- The Washington Times - Thursday, November 6, 2003

Democratic presidential candidate Wesley Clark said yesterday the United States must remain militarily engaged in Iraq but turn over rebuilding to a new international body tasked with creating a new Iraqi government.

Mr. Clark, a retired Army general, said the United States should apply the lessons he learned as commander of U.S. forces in Bosnia-Herzegovina and NATO forces in Kosovo to rebuilding Iraq.

In a speech at South Carolina State University, he proposed turning over command of the military operation to NATO, and creating a new international authority with responsibility for rebuilding.

“The Coalition Provisional Authority, by which America controls Iraq today, should be replaced. But it is simply unrealistic to have the United Nations take over this daunting task — it’s not able and it’s not willing,” he said.

“We must create a new international structure — the Iraqi Reconstruction and Democracy Council — similar to the one we created in Bosnia with representatives from Europe, the United States, Iraq’s neighbors, and other countries that will support our effort,” he said.

Mr. Clark also said President Bush has failed to attract critical international support; the candidate said he would work on contentious issues at which Mr. Bush has balked.

“Our allies would be more willing to help us on Iraq if we are willing to work together on issues of concern to them, like climate change, the International Criminal Court, and a Comprehensive Test Ban Treaty,” Mr. Clark said.

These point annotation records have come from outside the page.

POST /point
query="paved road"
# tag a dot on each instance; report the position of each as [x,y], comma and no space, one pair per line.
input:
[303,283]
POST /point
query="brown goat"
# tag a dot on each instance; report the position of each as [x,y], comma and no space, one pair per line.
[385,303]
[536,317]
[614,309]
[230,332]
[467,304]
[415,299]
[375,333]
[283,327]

He also said Saddam “did pose a national security challenge” and was in violation of U.N. resolutions. But Mr. Clark said going to war was not justified because Iraq did not pose an imminent threat.

Mr. Clark and eight other Democrats are vying for their party’s nomination to challenge Mr. Bush in 2004.

Yesterday, one of those challengers — former Vermont Gov. Howard Dean — got a prized endorsement from the 1.6-million member Service Employees International Union.

A formal announcement will come next week, but SEIU President Andrew L. Stern emerged from a union board meeting declaring Mr. Dean their candidate.

“We are hopeful that there are other unions who share our members’ excitement for Dr. Dean’s candidacy,” Mr. Stern said in a statement afterward.

The SEIU is the largest union in the AFL-CIO. Another large union, the American Federation of State, County and Municipal Employees, also is considering endorsing Mr. Dean.

The SEIU endorsement caps a tumultuous few days for Mr. Dean.

He has taken a whipping from fellow candidates about his comments that Democrats should be courting “guys with Confederate flags in their pickup trucks,” and issued an apology of sorts yesterday.

But Sen. John Kerry, Massachusetts Democrat and a fellow candidate for president, yesterday began a broad attack on Mr. Dean, using the Confederate flag comments as the root.

“I think Americans deserve straight talk. I think they ought to know who Howard Dean is,” Mr. Kerry said.

Mr. Dean, the front-runner in some of the early nomination contests, has found strong support among Democratic activists who opposed going to war in Iraq. But Mr. Kerry argued that Mr. Dean’s record of support from the National Rifle Association, as well as his previous support for cuts in Medicare, should make those activists think twice.

This article is based in part on wire service reports.